Обогнув лобби, я заметила внутри больницы круглосуточный магазин. Люди в халатах стоя ели быстрорастворимую лапшу. Я же ничего не ела со вчерашнего дня. Интересно, неужели невестка считает, что женщина, потерявшая мужа, не может чувствовать голод? Вдруг накатил прилив злости от ее бесполезной заботы.
– Спустись первой. Если я сейчас не поем, мне не хватит сил, как и ребенку в животе.
Заметив мой живот, невестка, наконец, осознала свою оплошность:
– Давай я куплю тебе что-нибудь. Что ты хочешь?
– Не волнуйся. Просто я…
– Может, кашу? Еще здесь неподалеку есть забегаловка с домашней едой.
– Пожалуйста, оставь меня.

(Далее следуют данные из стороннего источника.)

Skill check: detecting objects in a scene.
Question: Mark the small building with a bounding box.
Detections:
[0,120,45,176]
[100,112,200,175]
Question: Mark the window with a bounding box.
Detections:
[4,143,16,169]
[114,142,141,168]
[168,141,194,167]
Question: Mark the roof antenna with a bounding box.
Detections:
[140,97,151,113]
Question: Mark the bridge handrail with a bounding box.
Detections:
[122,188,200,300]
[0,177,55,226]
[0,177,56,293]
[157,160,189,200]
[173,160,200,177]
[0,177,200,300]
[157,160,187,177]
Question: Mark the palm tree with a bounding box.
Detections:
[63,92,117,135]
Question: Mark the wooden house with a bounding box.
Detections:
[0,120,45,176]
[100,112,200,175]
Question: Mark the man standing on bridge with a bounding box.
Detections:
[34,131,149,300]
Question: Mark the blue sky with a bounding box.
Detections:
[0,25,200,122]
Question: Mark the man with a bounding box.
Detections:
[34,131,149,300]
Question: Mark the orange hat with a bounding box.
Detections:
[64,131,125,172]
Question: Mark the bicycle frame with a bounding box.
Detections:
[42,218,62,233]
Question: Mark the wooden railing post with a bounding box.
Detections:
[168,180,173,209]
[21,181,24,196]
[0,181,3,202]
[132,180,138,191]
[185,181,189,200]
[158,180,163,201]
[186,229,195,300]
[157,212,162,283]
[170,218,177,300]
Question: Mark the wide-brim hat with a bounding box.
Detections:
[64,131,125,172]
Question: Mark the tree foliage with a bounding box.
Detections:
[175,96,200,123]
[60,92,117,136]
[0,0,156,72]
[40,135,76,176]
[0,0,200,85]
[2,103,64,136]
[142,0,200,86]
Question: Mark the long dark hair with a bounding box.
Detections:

Я сама разберусь. Просто займись своими делами, – неожиданно для себя я выплеснула накопившийся стресс.
Невестка удивленно замерла. Она обиженно посмотрела на меня, недоумевая, почему я не оценила ее заботу.
Я зашла в магазин, не заботясь ни о чем на свете. Едва оплатив лапшу, немедленно залила ее кипятком и принялась есть. Мне было все равно, что именно я ем. Просто хотеось насладиться одиночеством и едой, какой бы она ни была. Невестка смотрела на меня через стекло, вероятно, думая, что я так странно веду себя из-за шока.
Когда я вернулась в морг, там уже собралась семья мужа. Хотя назвать их семьей было бы преувеличением – скорее, это был постоянный источник проблем.
Муж рос сиротой: у него не было ни родителей, ни братьев, ни сестер. В шесть лет он потерял родителей в автокатастрофе, и единственной опорой для него оставались родственники по линии дяди. Но дядя, занятый своими детьми, всегда считал его обузой.
– Ах ты, лицемерка! – внезапно закричал старший племянник, едва увидев меня.
В резиновых тапочках и сером спортивном костюме он выглядел так, словно только что отошел от компьютерных игр.
– Наконец мужа в гроб загнала, да? – тетка мужа тоже повысила голос.
Рядом с дядей стояла женщина-полицейский в форме. Родственники мужа кричали во все горло, будто хотели привлечь внимание полиции.
– Да как вы смеете! Как можно так говорить? Разве эти слова сейчас уместны? – не сдержалась невестка.
– Эй, осторожнее! Эта плутовка убьет и тебя! – племянник нахватался грубости у своих родителей и теперь обзывал меня «плутовкой».
Во рту еще оставался соленый привкус лапши, и я наслаждалась им, наблюдая за их несдержанным поведением.
Женщина-полицейский, привыкшая к таким сценам, спокойно протянула мне визитку. Там было написано: «Ким Мисук, сержант полицейского участка Западного округа города Хвасон». Офицер была высокой, и ей очень шла форма.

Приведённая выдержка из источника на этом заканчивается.